NEW DELHI: The veteran Spike Lee’s latest film Da Sweet Blood of Jesus is a remake of Bill Gunn’s 1973 Ganja and Hess, a film Lee himself saw when he was in film school.
To make the film, Lee who teaches as a film professor at New York University turned to Kickstarter for crowd-funding.
“I learned about crowdfunding from my students — IndieGoGo, Kickstarter, and how they were financing their films,” Lee told The Wrap.
“I said to myself that I could do this. And then I began to think about what we could do, because I knew a lot of times, when you do independent cinema you have to work backwards — how much money you have to make the film, and then you make the film. I knew we weren’t going to do Malcolm X on Kickstarter, it wasn’t going to happen.” Still, the more modestly budgeted film did get made thanks to fan contributions.
But the legendary director admitted he is not completely happy with how many people are watching movies these days. “As a filmmaker, I do not want my film to be seen on an iPhone,” he said bluntly. “I understand the convenience. But it hurts me. Nowadays, there are very few repertory theatres that show old stuff like there was when I was in film school. We would always go see stuff. So a lot of the stuff, you are never gonna see it the way it was meant to be seen, projected.”

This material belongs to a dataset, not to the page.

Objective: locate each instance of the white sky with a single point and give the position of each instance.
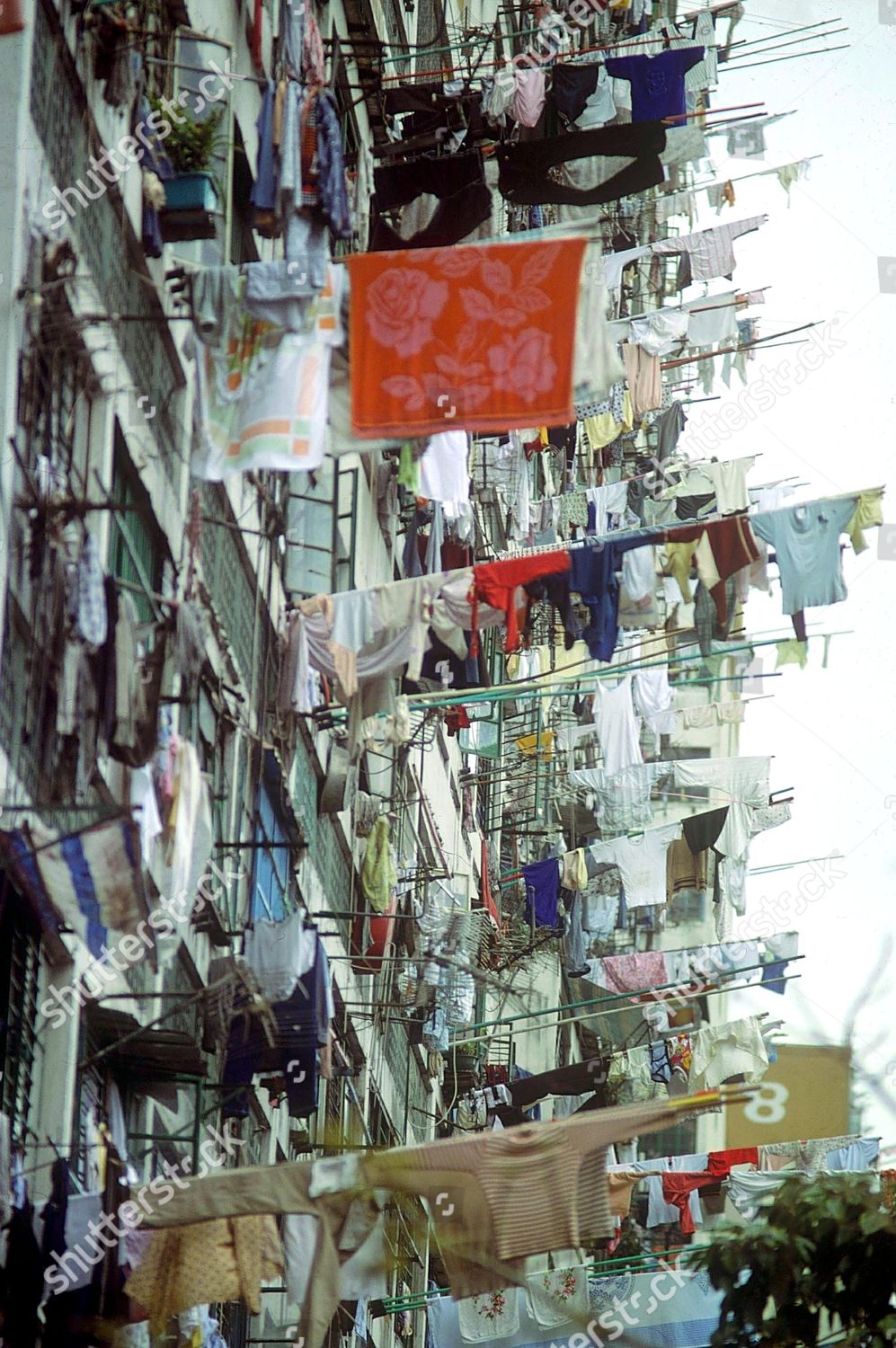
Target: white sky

While he is happy people are watching Malcolm X, but the first time you see it, it is on your iPhone? Cinematographer Ernest Dickerson and I modeled those films on the epic films by David Lean, we wanted to have that size and scope, like Lawrence of Arabia, Bridge Over the River Kwai, Doctor Zhivago,” he recalled.
Starring two little-known actors (Broadway star Stephen Tyrone Williams and Zaraah Abrahams) and splitting time between Martha's Vineyard and New York City, the movie is about a lonely, rich African-American scholar who becomes addicted to blood when he is stabbed with a sword used by the ancient, bloodthirsty Ashanti people.
It is a departure for the director, half art film and half social commentary. Lee says that the movie acts in part as a metaphor for addictions of all kinds, which he posits are at an all-time high in America, but was clear about which he thought was the country's greatest addiction: violence.
“This country was founded on violence,” Lee said “Africans were brought here to this land (the United States), and then the genocide of Native Americans, that is the foundation upon which this country was built. It is simple, not taught in schools. We are taught some other stuff, and particularly, how we are taught is through the media. And as African Americans, we were taught how barbaric Africa was, with the Tarzan movies and whatnot, and the savages of the Native Americans in the many, many John Ford, John Wayne films.”
“And the NRA is responsible for it,” he said. “These video games are not helping either.”
My son is 17, my daughter is 19 — they know now what i knew at 25. Just all the stuff that young people are exposed to. Here in New York, we had channel 2, 4, 5, 9, 11, and maybe 13. We have got 900 channels on DirecTV, then the Internet. As a parent, I am trying to get my kids to study. They have got the headphones on, the TV is on, the computer is on, the phone, and they are trying to do their homework. They do not turn their phone off when they go to sleep. I am guilty of this too.”